GeoAI-Driven Cooperative UAV–UGV Systems for Integrated Precision Spraying and Field Monitoring in Smart Agriculture
Keywords:
GeoAI; cooperative robotics; precision agriculture; UAV–UGV systems; smart farming; precision spraying; field monitoring; multi-agent systems; sustainability; agricultural policyAbstract
The convergence of geospatial artificial intelligence (GeoAI) and heterogeneous robotic platforms is reshaping the landscape of precision agriculture by enabling synchronized aerial and ground operations. This paper presents a comprehensive systems-level examination of GeoAI-driven cooperative unmanned aerial vehicle (UAV) and unmanned ground vehicle (UGV) architectures designed for integrated precision spraying and field monitoring. We argue that the synergistic coupling of aerial coverage and ground-level intervention, mediated by real-time GeoAI analytics, offers transformative potential for reducing chemical usage, enhancing crop health surveillance, and improving operational efficiency in large-scale agricultural settings.
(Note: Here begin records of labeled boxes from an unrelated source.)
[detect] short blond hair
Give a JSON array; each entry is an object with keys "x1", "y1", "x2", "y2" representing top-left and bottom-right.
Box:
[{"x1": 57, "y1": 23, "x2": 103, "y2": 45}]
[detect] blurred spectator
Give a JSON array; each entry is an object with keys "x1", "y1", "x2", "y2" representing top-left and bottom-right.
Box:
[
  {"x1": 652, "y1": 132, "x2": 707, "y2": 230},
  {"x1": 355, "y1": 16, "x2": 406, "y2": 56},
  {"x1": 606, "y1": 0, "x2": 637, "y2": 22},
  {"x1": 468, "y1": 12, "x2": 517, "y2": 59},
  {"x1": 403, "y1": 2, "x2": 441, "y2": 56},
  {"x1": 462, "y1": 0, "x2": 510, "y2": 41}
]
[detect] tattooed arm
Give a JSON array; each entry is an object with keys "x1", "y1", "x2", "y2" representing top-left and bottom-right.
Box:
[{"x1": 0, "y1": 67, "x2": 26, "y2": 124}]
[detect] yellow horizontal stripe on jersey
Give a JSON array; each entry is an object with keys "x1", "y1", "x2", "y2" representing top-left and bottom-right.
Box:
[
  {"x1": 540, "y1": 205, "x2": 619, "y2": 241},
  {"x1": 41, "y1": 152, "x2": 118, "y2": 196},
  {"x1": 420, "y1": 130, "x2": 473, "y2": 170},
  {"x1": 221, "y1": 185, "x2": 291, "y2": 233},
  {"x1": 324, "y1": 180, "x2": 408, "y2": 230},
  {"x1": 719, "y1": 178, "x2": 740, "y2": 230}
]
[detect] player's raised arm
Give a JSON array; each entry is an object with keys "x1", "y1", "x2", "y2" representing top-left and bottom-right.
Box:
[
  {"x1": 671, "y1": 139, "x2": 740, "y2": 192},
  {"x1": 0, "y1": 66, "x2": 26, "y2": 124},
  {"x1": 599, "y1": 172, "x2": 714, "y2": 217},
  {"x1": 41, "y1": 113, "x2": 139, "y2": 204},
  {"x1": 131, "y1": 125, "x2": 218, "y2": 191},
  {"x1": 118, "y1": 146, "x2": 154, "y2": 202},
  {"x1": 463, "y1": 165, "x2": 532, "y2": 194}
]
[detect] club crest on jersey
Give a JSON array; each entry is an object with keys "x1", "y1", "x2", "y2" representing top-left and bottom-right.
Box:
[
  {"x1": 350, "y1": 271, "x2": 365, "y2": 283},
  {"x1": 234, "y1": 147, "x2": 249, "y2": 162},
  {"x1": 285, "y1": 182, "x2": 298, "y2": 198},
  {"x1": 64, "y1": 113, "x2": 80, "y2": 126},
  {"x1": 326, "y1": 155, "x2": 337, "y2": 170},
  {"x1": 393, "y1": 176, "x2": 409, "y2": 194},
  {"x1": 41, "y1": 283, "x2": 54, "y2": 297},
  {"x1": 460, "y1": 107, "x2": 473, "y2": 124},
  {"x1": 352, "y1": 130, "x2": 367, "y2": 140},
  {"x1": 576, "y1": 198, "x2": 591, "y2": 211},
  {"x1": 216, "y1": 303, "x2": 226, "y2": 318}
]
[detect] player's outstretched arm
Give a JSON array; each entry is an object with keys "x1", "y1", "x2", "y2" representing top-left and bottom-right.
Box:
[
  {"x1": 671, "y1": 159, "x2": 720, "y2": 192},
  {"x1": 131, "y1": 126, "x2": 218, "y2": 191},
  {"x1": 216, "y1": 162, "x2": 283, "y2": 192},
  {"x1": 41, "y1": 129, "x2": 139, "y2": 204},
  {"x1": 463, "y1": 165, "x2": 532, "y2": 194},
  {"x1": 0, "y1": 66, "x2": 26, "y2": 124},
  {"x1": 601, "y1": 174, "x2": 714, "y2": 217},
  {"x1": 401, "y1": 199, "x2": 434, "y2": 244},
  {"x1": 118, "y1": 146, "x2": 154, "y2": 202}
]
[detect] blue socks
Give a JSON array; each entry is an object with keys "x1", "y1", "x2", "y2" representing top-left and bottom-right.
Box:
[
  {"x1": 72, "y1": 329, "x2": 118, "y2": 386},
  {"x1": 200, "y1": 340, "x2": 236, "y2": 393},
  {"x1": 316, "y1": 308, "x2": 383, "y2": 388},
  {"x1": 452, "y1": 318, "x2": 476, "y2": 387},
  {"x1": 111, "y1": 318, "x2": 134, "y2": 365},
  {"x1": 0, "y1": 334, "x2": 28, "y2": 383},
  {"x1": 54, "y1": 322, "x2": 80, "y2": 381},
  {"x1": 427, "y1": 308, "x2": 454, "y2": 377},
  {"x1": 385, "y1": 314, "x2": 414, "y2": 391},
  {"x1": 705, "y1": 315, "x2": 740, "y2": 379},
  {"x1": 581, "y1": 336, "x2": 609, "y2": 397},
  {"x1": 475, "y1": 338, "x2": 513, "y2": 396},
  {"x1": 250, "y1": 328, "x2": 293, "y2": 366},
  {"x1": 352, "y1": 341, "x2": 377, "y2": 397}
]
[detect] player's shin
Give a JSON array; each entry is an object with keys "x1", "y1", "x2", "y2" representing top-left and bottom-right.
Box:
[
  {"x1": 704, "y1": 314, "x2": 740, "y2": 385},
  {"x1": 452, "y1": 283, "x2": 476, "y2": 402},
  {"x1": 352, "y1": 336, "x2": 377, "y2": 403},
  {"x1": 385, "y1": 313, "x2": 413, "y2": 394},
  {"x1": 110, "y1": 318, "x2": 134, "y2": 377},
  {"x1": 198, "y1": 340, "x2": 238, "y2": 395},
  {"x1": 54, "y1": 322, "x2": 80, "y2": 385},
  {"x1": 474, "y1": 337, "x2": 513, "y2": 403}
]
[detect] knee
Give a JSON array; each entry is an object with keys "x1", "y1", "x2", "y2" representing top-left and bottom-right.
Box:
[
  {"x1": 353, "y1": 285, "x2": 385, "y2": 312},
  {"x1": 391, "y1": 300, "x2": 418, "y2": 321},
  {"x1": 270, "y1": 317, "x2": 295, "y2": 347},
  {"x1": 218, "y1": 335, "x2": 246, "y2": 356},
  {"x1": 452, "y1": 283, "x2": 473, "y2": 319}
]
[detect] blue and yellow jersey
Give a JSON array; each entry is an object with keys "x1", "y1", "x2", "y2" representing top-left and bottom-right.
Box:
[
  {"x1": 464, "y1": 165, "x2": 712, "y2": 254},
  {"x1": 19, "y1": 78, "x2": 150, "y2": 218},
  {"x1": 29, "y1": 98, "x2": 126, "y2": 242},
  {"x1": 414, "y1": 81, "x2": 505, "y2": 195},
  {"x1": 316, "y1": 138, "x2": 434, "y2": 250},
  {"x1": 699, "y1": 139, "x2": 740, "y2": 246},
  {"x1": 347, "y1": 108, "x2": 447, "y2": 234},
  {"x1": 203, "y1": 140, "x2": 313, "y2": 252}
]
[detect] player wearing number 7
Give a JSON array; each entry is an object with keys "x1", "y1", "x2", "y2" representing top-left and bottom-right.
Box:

The study systematically analyzes structural trade-offs in multi-agent coordination, including latency constraints, communication bandwidth limitations, energy budgeting, and sensor fusion dependencies. Particular attention is devoted to the governance of decentralized decision-making algorithms that balance local autonomy with global mission objectives, as well as the infrastructural requirements for edge-cloud computing in rural environments. Sustainability considerations are examined through the lens of lifecycle energy consumption, soil compaction avoidance, and reduction of agrochemical runoff. Policy implications are discussed with respect to airspace regulation, data sovereignty, and equitable access to advanced agricultural technologies. Through a series of conceptual case illustrations and cross-domain comparisons with analogous systems in environmental monitoring and disaster response, the paper identifies critical robustness challenges, such as GPS-denied navigation, adverse weather adaptation, and fault-tolerant reconfiguration. Forward-looking perspectives highlight the integration of foundation models for semantic scene understanding and the potential for autonomous negotiation among heterogeneous fleet agents. The findings underscore that the successful deployment of GeoAI-driven UAV–UGV systems requires not only technological innovation but also careful institutional design and adaptive governance frameworks.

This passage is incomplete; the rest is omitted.